Powell, who has no children herself, came to view Jack Russells as her children. She arrived in the United States in 1985 with two Jack Russells, Tigger and Jo. Powell said when she first came to the U.S., she did not see many Jack Russells, but the breed gained in popularity in the 1990s, thanks in part to the NBC sitcom “Frasier,” which featured Eddie, a Jack Russell owned by Frasier Crane’s father.
After moving to the U.S., Powell and her husband, Frank, settled in the Mid-Atlantic, where she worked in education in Washington, D.C. and Philadelphia. They discovered coastal Delaware during this time, vacationing in Rehoboth Beach. They ended up buying a house in Lewes in 2009, and in 2014, they started fostering Jack Russells through Mid-Atlantic Jack Rescue, an organization dedicated to finding homes for Jack Russells.
Powell said she was inspired to start fostering after the death of a Jack Russell, appropriately named Jack. She said she was also planning to retire, and she and Frank planned to travel, so they didn’t want to get another dog and figured fostering allowed them to still be close to Jack Russells while not having one fulltime.
That changed with the arrival of their first foster, Griffin, a curious and affectionate dog with whom the Powells were immediately smitten.
“He never left,” Powell said. “He has a very sweet personality.

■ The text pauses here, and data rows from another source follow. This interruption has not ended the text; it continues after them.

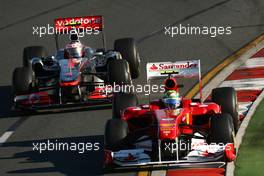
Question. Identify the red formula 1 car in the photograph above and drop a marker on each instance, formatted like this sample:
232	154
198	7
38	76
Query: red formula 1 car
76	75
193	133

Most Jack Russells are TypeAs. Griffin is a TypeB. He has a gentleness about him that isn’t common in the breed. He’s a great foster brother. He’s just a very sweet boy.”
Besides Griffin’s arrival, the couple grew to love living in the Lewes community.
“We liked it here. We very much enjoy the community, we like the place, we like the people. It’s all good,” Powell said.
The Powells have since fostered 24 dogs. They kept a second, Whiskey Jack, who was the 19th Jack Russell to come through their door. The newest addition is Remie, a curious and smooth-coated, 6-year-old Jack Russell who was surrendered by his owner.
Ardis Lukens, president of Mid-Atlantic Jack Rescue, brought Remie over Nov. 2 to begin his stay with the Powells.
Lukens said the organization usually hears from shelters when a Jack Rescue conducts an assessment of the dog before matching it with a foster parent.
“Sally is usually at the top of our list because Sally is one of our best fosters. She’s very Jack-savvy. She knows the breed. She knows what she can handle and what she can’t. We feel pretty comfortable with any dog we give to Sally,” Lukens said.
Powell said Jack Russells are not for everyone, so it helps anyone looking to foster to be familiar with the breed and know how suitable the dog will be within a particular home situation, whether the foster has children, cats or other dogs.
“People think because they are small dogs that they are easy. They’re actually not. They are very spirited, very feisty and high energy. They need exercise. They need amusement. There’s nothing worse than a bored Jack Russell terrier. They will find a way to amuse themselves. But they are friendly, they’re outgoing and they’re engaged. They like being around people. They are very affectionate,” Powell said.